Cientos de crónicas se escribieron sobre #ElIndioEnGualeguaychú; la gente, los impuestos y el barro. Y el resto se dijo en las redes sociales, donde miles de zapatillas sucias fueron exhibidas como un trofeo de guerra de quien, en honor a la pasión le hizo un desaire a la comodidad. Porque a la epopeya de viajar miles de kilómetros a dedo, con cara de buenito y un par de sánguches de milanesa en la mochila, se le sumó el tener que volver a casa descalzo y con frío. Dicen que días después del recital, cuando el sol secó el barro y hubo que remover la tierra, brotaron miles de zapatillas. Entre ellas, seguramente habrán estado las de Martín Pratto, un sancarlino del que hace 13 días no se sabe nada; algunos aseguran que lo vieron descalzo, acompañando a unas salteñas que vendían pulseras para comprarle zapatillas.
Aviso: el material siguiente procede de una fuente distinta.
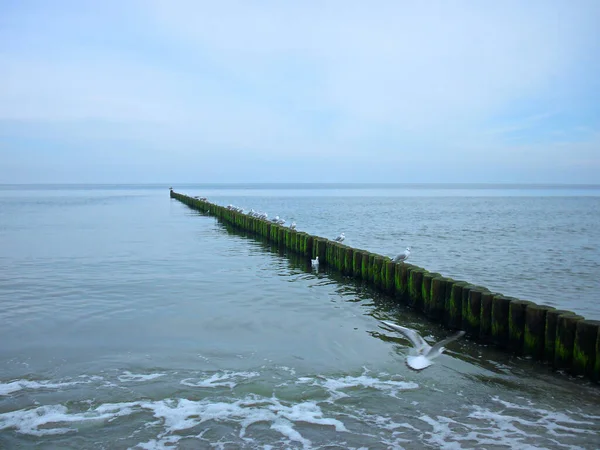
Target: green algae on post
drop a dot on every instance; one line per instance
(584, 348)
(499, 322)
(535, 330)
(516, 324)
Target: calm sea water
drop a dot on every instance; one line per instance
(130, 321)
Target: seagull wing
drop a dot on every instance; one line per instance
(437, 348)
(412, 335)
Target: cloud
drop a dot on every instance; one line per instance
(232, 82)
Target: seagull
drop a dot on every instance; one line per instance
(424, 353)
(340, 238)
(403, 256)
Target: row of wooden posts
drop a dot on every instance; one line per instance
(561, 338)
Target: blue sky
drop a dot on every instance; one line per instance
(335, 91)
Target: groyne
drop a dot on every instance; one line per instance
(562, 339)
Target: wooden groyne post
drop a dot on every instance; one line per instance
(562, 339)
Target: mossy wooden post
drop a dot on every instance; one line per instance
(500, 311)
(275, 233)
(364, 270)
(584, 348)
(370, 267)
(415, 288)
(550, 332)
(437, 305)
(516, 324)
(404, 278)
(341, 257)
(535, 330)
(348, 261)
(357, 256)
(298, 242)
(377, 265)
(321, 250)
(310, 242)
(426, 290)
(471, 310)
(453, 309)
(566, 325)
(329, 253)
(390, 273)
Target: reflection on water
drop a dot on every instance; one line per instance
(178, 332)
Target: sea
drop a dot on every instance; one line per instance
(130, 321)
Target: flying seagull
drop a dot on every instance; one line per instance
(403, 256)
(423, 352)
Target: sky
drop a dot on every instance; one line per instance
(194, 91)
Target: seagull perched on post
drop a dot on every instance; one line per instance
(423, 352)
(402, 256)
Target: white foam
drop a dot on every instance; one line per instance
(226, 378)
(18, 385)
(174, 416)
(335, 386)
(128, 376)
(50, 419)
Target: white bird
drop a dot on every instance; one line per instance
(424, 353)
(340, 238)
(403, 256)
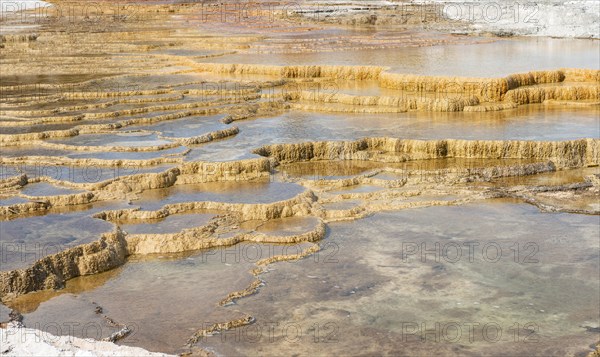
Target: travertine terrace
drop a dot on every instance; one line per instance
(132, 114)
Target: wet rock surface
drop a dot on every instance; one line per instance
(181, 184)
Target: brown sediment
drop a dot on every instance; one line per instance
(414, 187)
(573, 153)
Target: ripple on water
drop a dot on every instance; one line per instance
(230, 192)
(362, 281)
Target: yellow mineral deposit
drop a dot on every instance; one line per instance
(103, 91)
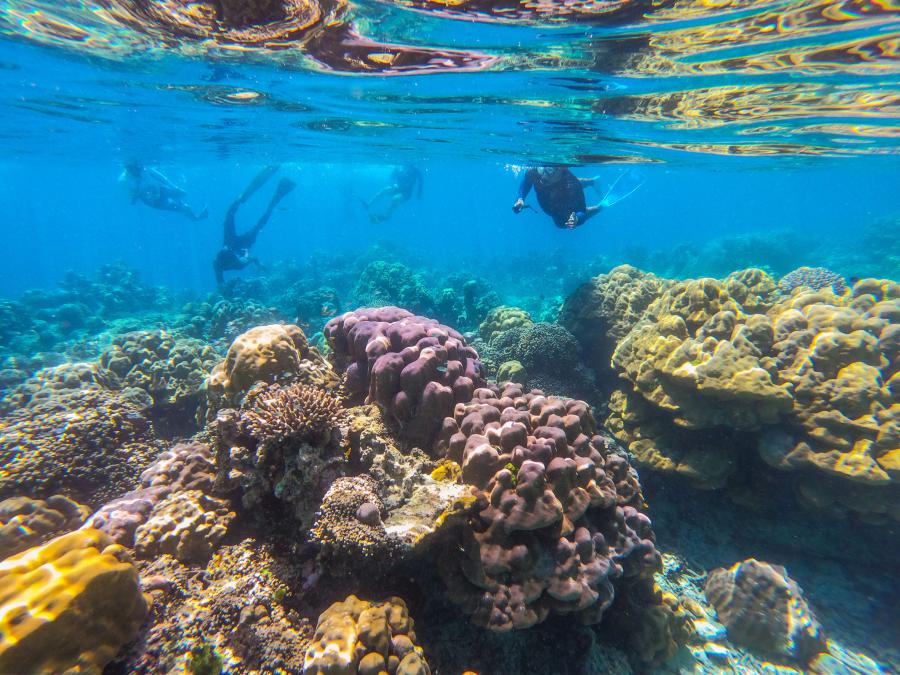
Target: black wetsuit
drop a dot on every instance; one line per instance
(235, 252)
(559, 193)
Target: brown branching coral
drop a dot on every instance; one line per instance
(297, 412)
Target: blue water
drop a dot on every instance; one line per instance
(764, 133)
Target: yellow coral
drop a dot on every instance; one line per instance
(68, 605)
(357, 636)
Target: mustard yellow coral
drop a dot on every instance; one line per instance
(368, 638)
(68, 605)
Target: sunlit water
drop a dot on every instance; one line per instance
(763, 133)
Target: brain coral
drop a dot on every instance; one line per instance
(763, 608)
(559, 517)
(414, 368)
(501, 319)
(366, 638)
(68, 605)
(602, 311)
(88, 444)
(26, 522)
(275, 353)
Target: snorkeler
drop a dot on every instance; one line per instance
(560, 194)
(406, 180)
(235, 252)
(151, 187)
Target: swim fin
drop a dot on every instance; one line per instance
(626, 184)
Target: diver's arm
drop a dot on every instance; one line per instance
(524, 188)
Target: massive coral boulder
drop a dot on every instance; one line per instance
(501, 319)
(367, 638)
(170, 369)
(414, 368)
(269, 354)
(550, 356)
(184, 467)
(841, 357)
(68, 605)
(764, 609)
(602, 311)
(810, 380)
(87, 444)
(26, 522)
(558, 520)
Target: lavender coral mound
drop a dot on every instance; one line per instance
(414, 368)
(763, 608)
(816, 278)
(559, 517)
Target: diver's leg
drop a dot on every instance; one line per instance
(258, 182)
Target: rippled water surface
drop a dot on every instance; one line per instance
(625, 80)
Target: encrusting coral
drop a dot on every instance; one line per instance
(68, 605)
(365, 638)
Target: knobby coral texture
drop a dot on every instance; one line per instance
(559, 517)
(413, 367)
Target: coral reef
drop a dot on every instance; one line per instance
(68, 605)
(234, 611)
(185, 467)
(763, 608)
(349, 525)
(603, 311)
(550, 356)
(171, 370)
(558, 519)
(501, 319)
(187, 525)
(87, 444)
(813, 278)
(296, 413)
(26, 522)
(414, 368)
(275, 353)
(383, 283)
(357, 636)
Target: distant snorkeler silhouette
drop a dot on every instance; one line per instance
(405, 180)
(235, 252)
(151, 187)
(560, 194)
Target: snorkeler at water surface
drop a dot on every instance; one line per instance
(235, 252)
(405, 180)
(151, 187)
(560, 194)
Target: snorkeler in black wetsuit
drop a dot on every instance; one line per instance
(405, 180)
(149, 186)
(235, 252)
(560, 194)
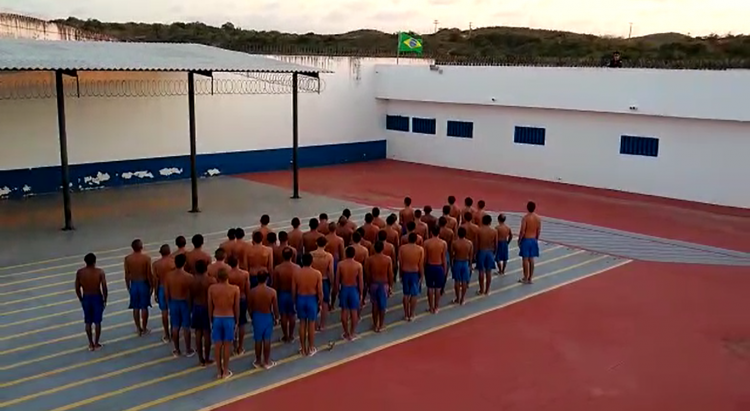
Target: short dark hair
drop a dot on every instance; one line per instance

Gente así, descalza, sucia, pero extrañamente feliz, mostraba la madrugada posterior al show.
Si bien algunos todavía no han regresado, en esta etapa de Solari los recitales casi no dejan muertos ni heridos. Apenas unos actos vandálicos y dos personas que perdieron su vida en situaciones ajenas al recital, según la prensa se ha encargado de señalar una y otra vez. Lejos quedó Walter Bulacio, los titulares catastróficos y los pibes corriendo para no ser alcanzados por la montada y los gases lacrimógenos. Tal vez después de Cromañón, alguien se dio cuenta que nadie iba a volver a tolerar un muerto en un recital de rock.
Pero otra vez, las voces que surgen de internet vienen a poner en crisis el relato del sueño entrerriano y ricotero. Basta googlear: “Terminal de ómnibus + Gualeguaychú + Indio Solari + destrozos” para comprobarlo. Antes y después del recital se llenaron páginas con los exorbitantes números del recital. Ochocientos puestos sanitarios, 1.200 agentes de policía, y otros cientos de agentes de Tránsito. ¿Fue suficiente? Sería oportuno saber qué piensan de este enorme esfuerzo institucional a disposición del evento, quienes hartos de esperar en la ruta colapsada, abandonaron los autos en la banquina y caminaron 20 kilómetros para llegar al Hipódromo. Del hombre que, aseguran los fanáticos, murió desnudo dentro de un charco, hipotérmico y ahogado en su propio vómito, no ha sido necesario hablar, hasta ahora. ¿A quién se le ocurriría? Habiendo regalado el Indio tanta frase políticamente correcta, y tanto récord de entradas vendidas.
Tiene 65 años pero lo que muestra arriba del escenario hace pensar que tiene varios recitales más por dar. Para muchos, el recital, musicalmente, no fue de lo mejor. Que no tocó algún que otro clásico, que podría haber hablado un poco más. Que por agradecer tanto aguante, tanta familia con bebés y abuelas abajo de la lluvia, podría haber tocado uno o dos temas más. Son reclamos que la familia ricotera hace por lo bajo aunque se sabe que, no importa qué pase, la historia se volverá a repetir. Es costumbre que cada tanto, la “misa india” reúna al grupo de amigos más grande del mundo que, quizás sin darse cuenta, sean los verdaderos protagonistas del show.